I have always been terrible at receiving gifts. As a child, my difficulty would manifest itself as my being spoiled: gifts would appear, and I would frown, even throw temper tantrums, ‘this isn’t what I wanted!’ It is not the givers’ fault, they can’t know that I was ruined by a gift giver with whom they would be hard pressed to compete.
As an adult, I have been taught well to have good manners; I am gracious and pleasant, I smile and think back over the process and the importance of the ritual of giving and receiving gifts and how sharing is a way for us all to express our humanity. In our rush to keep up with life, we don’t all have the time to pick the perfect gift for each of our loved ones, but even a simple gift says something. With this in mind, and well aware of my own shortcomings when it comes time to pick a gift for someone else, I do my best to be gracious.
But, in fact, I dread receiving gifts. I live in fear that in the split second after the gift is open I will hurt someone’s feelings with an involuntary eye movement, glancing quickly down or to the side before looking the giver in the eye and offering my thanks. In that briefest of moments, I still find myself removed, questioning the necessity of the expenditure, or even, I am shamed to admit, the quality of the product, but I know these thoughts are just adult manifestations of that childish tantrum. I am gracious, but it is a learned reaction, and rarely spontaneous. I find myself, instead, removed and thinking back.
Two weeks ago now, we lost my Uncle Don. As a young boy, I remember this strange and marvelous bachelor uncle who would arrive at family gatherings like Gandalf the Grey and immediately be set upon by all the children in the area. He never fought this attention, unlike the others of the ‘grown up’ persuasion; he would revel in it and give us all his time and careful, honest attention for as long as we required it.
He was a good man who had been forced to overcome challenges. From a minor birth complication in infancy to a learning disorder in his school years he was stalled a bit, a situation complicated even more by losing his father and having to grow up a bit quicker than he had hoped. In the end, he never followed the path that many others do, into a routine of marriage, static career and suburban ‘normalcy’. He served in the navy, worked for the university, but eventually settled into a life of occasional odd jobs and a series of inexpensive ‘home-like situations’ as opposed to the house, the car and the 2.5 kids that so many of us seem to seek.
He was creative and very good with his hands. He became a well loved and excellent teacher in the Boy Scouts.

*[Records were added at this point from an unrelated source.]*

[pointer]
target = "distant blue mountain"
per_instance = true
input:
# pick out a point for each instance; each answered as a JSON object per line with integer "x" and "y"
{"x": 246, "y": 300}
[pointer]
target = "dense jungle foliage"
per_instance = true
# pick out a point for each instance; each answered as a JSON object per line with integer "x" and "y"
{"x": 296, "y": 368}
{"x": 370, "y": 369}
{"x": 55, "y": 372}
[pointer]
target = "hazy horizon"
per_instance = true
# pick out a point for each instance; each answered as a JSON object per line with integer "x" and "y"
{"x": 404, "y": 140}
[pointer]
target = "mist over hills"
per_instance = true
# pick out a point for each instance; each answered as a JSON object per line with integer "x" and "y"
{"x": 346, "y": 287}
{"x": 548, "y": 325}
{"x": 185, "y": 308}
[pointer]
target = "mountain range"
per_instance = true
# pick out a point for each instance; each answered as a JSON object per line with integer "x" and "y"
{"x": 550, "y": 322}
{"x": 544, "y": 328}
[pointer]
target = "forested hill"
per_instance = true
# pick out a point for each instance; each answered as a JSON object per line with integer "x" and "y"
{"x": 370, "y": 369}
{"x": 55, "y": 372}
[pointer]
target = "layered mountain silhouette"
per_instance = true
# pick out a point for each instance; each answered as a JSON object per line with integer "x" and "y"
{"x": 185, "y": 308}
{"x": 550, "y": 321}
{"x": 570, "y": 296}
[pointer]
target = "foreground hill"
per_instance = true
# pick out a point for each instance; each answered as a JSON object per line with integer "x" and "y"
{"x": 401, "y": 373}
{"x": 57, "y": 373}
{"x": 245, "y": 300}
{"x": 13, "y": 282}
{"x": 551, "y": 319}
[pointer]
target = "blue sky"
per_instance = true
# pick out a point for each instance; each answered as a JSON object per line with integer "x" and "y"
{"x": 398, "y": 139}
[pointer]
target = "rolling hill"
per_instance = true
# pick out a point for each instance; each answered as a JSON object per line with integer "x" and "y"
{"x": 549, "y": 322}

He was a ‘Mountain Man’, joining with a group of others who reenacted frontier era camping from the flintlock musket to the handmade clothes; in fact, the last time I spoke with him, he said that he and his group were planning to ride and camp along ‘The Continental Divide’ (aka, ‘The Great Divide’).
He had an uncanny knack for recycling (before it was fashionable) and could piece together just about anything one could imagine out of the odds and ends that made their way onto the grounds of his various compounds, storage sheds, campsites and trailers. He built a car, not once, but twice, out of spare parts from other vehicles, wood, scraps and even bits of worn-out appliances. Not ‘go-carts’, mind you, but street legal, registered and inspected ‘Ogg-mobiles’ (as in Donald Ogg) that traveled far and wide and provided, I’m sure, many a chuckle and smile, and perhaps, even a bit of admiration and envy along the way.
One Christmas, I’d say that I was about 7 or 8; there among the shiny papers and gaudy ribbons was a simple metal box, a gift from my Uncle Don. Like its contents, the box was fashioned by hand, cut with tin snips and folded to fit together like a shoebox. Inside were a series of puzzles and a handwritten note explaining rules. The puzzles ranged from a simple pile of nails with one nailed into a block of wood (the object is to balance all of the loose nails on to the fixed one, this puzzle alone took days for my brother and me to decipher), to a pair of horseshoes joined at the ends by welded-on lengths of chain with ring around the narrow part of the chains that could be removed and replaced without breaking a weld (although we considered that method many times in our journey to discover how). There were many others as well that, all told, provided hours of entertainment and joy over the course of the following weeks, months, even years, as they came back out to challenge new friends with their deceptive simplicity. Simple handmade puzzles that undoubtedly came together out of his legendary piles of ‘junk’ that my parents and his other siblings (unlike we, the nephews) simply couldn’t seem to understand were obviously piles of treasure. Simple puzzles that took time for us to solve and took time for him to fashion; even in his absence from us then, his attention spoke...speaks...volumes.
That precious box of puzzles is easily at the top of a very short list of presents I can even remember from my childhood. Uncle Don was not a wealthy man in the conventional sense, but he had a wealth of time and with that commodity, he was the most generous man I’ve ever known.
As I am now rapidly approaching fatherhood, I (and we all) would do well to remember his lesson: it’s not the gift that counts, it is the giving.
And please, if you should happen to give me a gift, and you do see that split second glance to the side, down, or even out across the Great Divide, please, don’t take it personally. It’s not your fault; anyone would be hard pressed to compete.
Thanks again for the giving, Uncle Don.